Francis cerró los ojos con fuerza. Por un instante, esperó que la voz fuera sólo una pesadilla y que eso no le estuviera pasando de verdad pero, mientras lo deseaba, la presión de la hoja sobre su mejilla pareció aumentar. En un mundo lleno de alucinaciones, era afilada y real.

– No lo sé -soltó por fin.

– No estás usando la imaginación, Francis. Y es lo único que tenemos, ¿recuerdas? Imaginación. Puede arrastrarnos de maneras extrañas y terribles, conducirnos en direcciones horrendas y criminales, pero es lo único que aquí poseemos de verdad, ¿no?

Francis pensó que era cierto. Habría asentido, pero tuvo miedo de que cualquier movimiento le marcase la cara para siempre con una cicatriz como la de Lucy, así que se quedó lo más rígido que pudo, sin apenas respirar, conteniendo unos músculos que querían reaccionar al terror.

– Sí-susurró sin apenas mover los labios.

– ¿Puedes entender cuánta imaginación tengo, Francis?

Una vez más, las palabras que trató de articular no salieron de su garganta.

– ¿Qué supo Rubita, Francis? ¿Percibió sólo el dolor? ¿O acaso algo más profundo, mucho más aterrador? ¿Relacionó la sensación del cuchillo que se le hundía en la carne con la sangre que le manaba? ¿Fue capaz de valorarlo todo y darse cuenta de que se le estaba escapando la vida de un modo tan patético por culpa de su propia indefensión?

– No lo sé…

– ¿Y tú, Francis? ¿Notas lo cerca que estás de la muerte?

Francis no pudo contestar. Tras sus párpados, sólo veía una cortina roja de terror.

– ¿Notas cómo tu vida pende de un hilo, Francis?

Sabía que no tenía que responder esa pregunta.

– ¿Comprendes que puedo acabar con tu vida en este instante, Francis?

– Sí -afirmó Francis, aunque no supo de dónde sacó fuerzas para hacerlo.

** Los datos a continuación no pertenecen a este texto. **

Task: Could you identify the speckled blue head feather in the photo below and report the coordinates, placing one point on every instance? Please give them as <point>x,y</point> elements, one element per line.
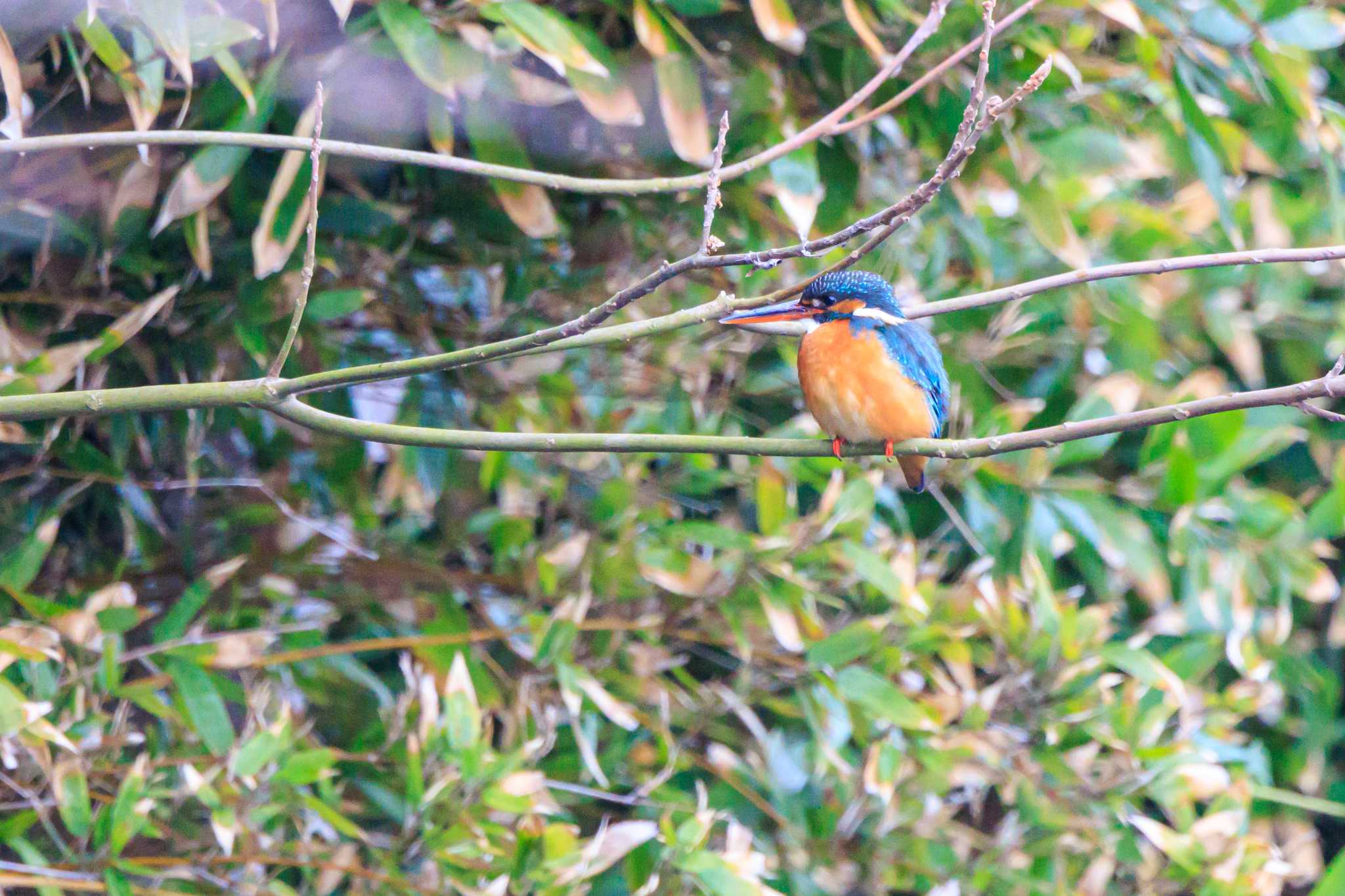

– ¿Te das cuenta de que puedo acabar con tu vida en diez segundos? ¿O en treinta segundos? O tal vez me esperaré todo un minuto, según lo que quiera saborear el momento. O tal vez no vaya a ser esta noche. Tal vez mañana se ajuste mejor a mis planes. O la semana que viene. O el año que viene. Cuando yo quiera, Francis. Estás aquí, en esta cama, todas las noches, y nunca sabrás cuándo puedo volver. O tal vez debería hacerlo ahora y ahorrarme problemas…

El canto del cuchillo giró y el filo le tocó la piel brevemente.

– Tu vida me pertenece -prosiguió el ángel-. Te la puedo quitar cuando me plazca.

– ¿Qué quieres? -preguntó Francis, y los ojos se le llenaron de lágrimas mientras el miedo se apoderaba por fin de él, haciéndolo temblar de terror.

– ¿Que qué quiero? -El hombre rió siseante, sin dejar de susurrar-. Tengo lo que quiero por esta noche, y estoy más cerca de conseguir todo lo que quiero. Mucho más cerca.

El ángel acercó la cara, de modo que los labios de ambos quedaron a pocos centímetros, como amantes.

– Estoy cerca de todo lo que me importa, Francis. Tan cerca que soy como una sombra que os pisa los talones. Soy como una fragancia que se te pega y que sólo un perro percibe. Soy como la respuesta a una adivinanza demasiado complicada para la gente como tú.

– ¿Qué quieres que haga? -suplicó Francis, como si anhelara alguna clase de tarea o trabajo que lo liberase de aquella presencia maligna.

– Nada, Francis. Salvo que recuerdes esta pequeña charla cuando te dediques a lo tuyo -respondió el ángel. Y, tras una breve pausa, prosiguió-: Cuenta hasta diez antes de abrir los ojos. Recuerda lo que te dije. Y, por cierto -parecía alegre y terrible a la vez-, he dejado un regalito para tu amigo el Bombero y para esa puta de la fiscal.

– ¿Qué?

El ángel acercó más la cara a Francis, que notó su aliento.

– Un mensaje -indicó el ángel-. A veces está en lo que me llevo. Pero esta vez está en lo que dejo.